As a woman, a mother, a Democrat, a daughter of a woman who graduated from Wellesley around the same time as Hillary Clinton—and especially as a feminist—I wanted so much for Hillary to be my candidate. I wanted to feel the call to rally hard for the most qualified presidential contender in history, to make calls and put up signs and get into fights with relatives on behalf of this strong, powerful woman.
But remember the 2008 New Hampshire primary debate where Obama damned Hillary with faint praise by quipping—unconvincingly—that she was “likeable enough”? Despite Hillary Clinton’s qualifications, her brilliance, her tenacity, and her rainbow wardrobe of pantsuits, I’ve never found her likable enough to be excited about her candidacy—until two nights ago.
Two nights ago I was perched on a stool at a local whiskey bar with a man I’d matched with on Tinder.
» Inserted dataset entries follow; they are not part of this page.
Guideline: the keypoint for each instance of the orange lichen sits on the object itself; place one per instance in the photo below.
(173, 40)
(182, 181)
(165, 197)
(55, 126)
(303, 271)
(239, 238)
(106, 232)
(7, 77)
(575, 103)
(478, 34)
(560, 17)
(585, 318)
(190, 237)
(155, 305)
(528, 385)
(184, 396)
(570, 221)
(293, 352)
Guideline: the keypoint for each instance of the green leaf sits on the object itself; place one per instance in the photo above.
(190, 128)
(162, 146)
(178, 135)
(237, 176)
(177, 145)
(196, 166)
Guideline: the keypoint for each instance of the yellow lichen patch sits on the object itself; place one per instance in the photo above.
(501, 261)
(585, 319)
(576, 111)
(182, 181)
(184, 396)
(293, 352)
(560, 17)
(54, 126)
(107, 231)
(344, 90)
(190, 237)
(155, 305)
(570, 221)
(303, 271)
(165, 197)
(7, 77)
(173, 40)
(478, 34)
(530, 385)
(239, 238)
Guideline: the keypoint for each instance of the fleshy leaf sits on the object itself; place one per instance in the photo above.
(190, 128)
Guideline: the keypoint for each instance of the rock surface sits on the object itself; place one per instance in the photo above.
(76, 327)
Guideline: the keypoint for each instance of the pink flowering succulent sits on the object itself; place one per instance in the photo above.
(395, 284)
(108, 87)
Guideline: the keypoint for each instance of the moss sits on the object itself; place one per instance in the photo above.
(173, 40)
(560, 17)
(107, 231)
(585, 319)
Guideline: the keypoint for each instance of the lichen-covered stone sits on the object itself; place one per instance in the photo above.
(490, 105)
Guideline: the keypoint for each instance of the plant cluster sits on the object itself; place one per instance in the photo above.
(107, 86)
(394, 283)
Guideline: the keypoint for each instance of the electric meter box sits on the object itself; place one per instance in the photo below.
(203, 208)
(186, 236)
All I really knew about him going in was that he was (self-reportedly) 6 feet tall, not currently married, and not into polyamory—a surprisingly rare breed, it turns out.
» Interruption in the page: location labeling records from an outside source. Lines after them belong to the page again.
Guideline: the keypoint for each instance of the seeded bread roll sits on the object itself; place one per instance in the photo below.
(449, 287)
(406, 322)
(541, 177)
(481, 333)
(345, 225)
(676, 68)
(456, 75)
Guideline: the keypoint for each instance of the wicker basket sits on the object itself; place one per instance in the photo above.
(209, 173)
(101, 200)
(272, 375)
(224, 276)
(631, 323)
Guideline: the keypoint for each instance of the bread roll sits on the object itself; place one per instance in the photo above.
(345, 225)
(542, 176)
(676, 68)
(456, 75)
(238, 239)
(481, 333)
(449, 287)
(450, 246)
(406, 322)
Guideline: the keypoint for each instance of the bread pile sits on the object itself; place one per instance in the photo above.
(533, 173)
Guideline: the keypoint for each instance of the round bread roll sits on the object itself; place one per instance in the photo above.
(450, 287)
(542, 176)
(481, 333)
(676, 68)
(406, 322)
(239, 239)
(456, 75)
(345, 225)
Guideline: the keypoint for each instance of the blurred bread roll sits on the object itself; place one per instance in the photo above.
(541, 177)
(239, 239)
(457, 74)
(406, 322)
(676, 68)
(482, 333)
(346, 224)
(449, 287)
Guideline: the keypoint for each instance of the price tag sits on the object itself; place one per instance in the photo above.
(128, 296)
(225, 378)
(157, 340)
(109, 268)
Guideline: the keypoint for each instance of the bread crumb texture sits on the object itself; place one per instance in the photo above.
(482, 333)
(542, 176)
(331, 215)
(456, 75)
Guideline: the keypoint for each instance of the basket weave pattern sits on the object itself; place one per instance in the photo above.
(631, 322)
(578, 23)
We awkwardly shook hands, then he kicked off the conversation by accusing me of being an “extremely aggressive texter.” I’m still not positive what he meant, but I think maybe he was referring to the fact that I type fast? Or that I use complete sentences when perhaps an emoji would suffice? Or—surely not in 2016—that I’d texted him first? The conversation went on to cover his siblings, his young adulthood, his college years, his former job, his experience being catfished by a (self-reported) porn star.
It was one of those dates that made me wish I had a giant red ABORT! button I could push that would open up a flap in the floor to send my date down the chute with all the other bad eggs a là Veruca Salt in Willy Wonka. Instead, I drank.
One and a half barrel-aged Manhattans in, I found my voice. Apropos of nothing I said, “Tell me you’re not voting for Donald Trump.”
He laughed. “Trump? No. I won’t vote for Trump, but I’m definitely not voting for Bitch Clinton. Bitch Clinton? No way.”
And that was the moment Hillary became my candidate.
Because here’s the thing about misogyny: it’s often quite subtle and insidious, and when you accuse people of it it’s easy to come across as, um, aggressive. Or a bitch.
But right now in America a virulent and un-subtle form misogyny is alive and well, and it’s not just Donald Trump. Misogyny is a bumper sticker that says “Monica Sucks / Hillary Blows.” Misogyny is a campaign button that reads “I’m not voting for Monica Lewinsky’s Ex-Boyfriend’s Husband.” Misogyny is a t-shirt declaring “I believe Hillary can make this country what it once was—an arctic region covered with ice.” Hillary Clinton may not be warm and fuzzy, but she’s going to be one hell of a President of this diverse, pluralistic, always progressing, deeply complicated country of ours. And for that reason alone she’s pretty damn loveable.